Andy Burnham cancels call with hedge funds over ‘bond market pressure’ at short notice
Andy Burnham cancelled a call on short notice with a group of hedge fund leaders this week over what was due to be a discussion around “bond market pressure”.
The mayor for Greater Manchester is reportedly keen to challenge for Labour leadership, should he win a by-election, but has been seen by financial markets as potentially the least-fiscally tight option who could replace Keir Starmer.
That matters because the bond markets have a habit of selling gilts – bonds issued by the UK – when they lose faith in the fiscal policy or when borrowing increases dramatically, which in turn drives up the yield. That then results in far higher borrowing costs for the government.
Burnham had been due to speak to hedge fund managers over the matter, with Signum Global Advisors hosting the call, but the Financial Times reported it was cancelled at short notice over a schedule conflict.
It is expected that the call will be rearranged, with Angela Rayner also having undergone a similar conversation with City leaders in March, to reassure them there would be no intention to pivot away from the manifesto pledge to reduce debt as a share of GDP.

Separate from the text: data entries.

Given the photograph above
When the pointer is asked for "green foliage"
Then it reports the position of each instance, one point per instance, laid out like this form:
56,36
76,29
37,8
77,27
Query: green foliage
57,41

Chancellor Rachel Reeves has made several changes to tax and other areas of national finance over the past 18 months in a bid to bring down that level of debt, though her efforts have been hampered by – among other things – still high inflation, a creeping level of economic growth and, most recently, the Iran war sending energy costs higher once again, which will feed through into yet more inflationary pressures.
Burnham last year said the UK had to move “beyond […] being in hock to the bond markets”, but has since said he was misinterpreted and, at the launch of his by-election campaign, said what he meant was that there was “a way of running the economy over a long period of time where we just gave up control of the fundamental drivers of the economy.”
Meanwhile, the Bank of England (BoE) governor Andrew Bailey says the sell-off of bonds will continue for a further year or two, as the central bank looks to reduce its balance sheet.
“We are on glide path to the equilibrium but I can’t tell you with any precision what the equilibrium is,” he said, adding that another £100-200bn more could yet come off the balance sheet.
The BoE has already reduced it from £1tn to £650bn, in no small part by offloading government bonds bought during the Covid crisis.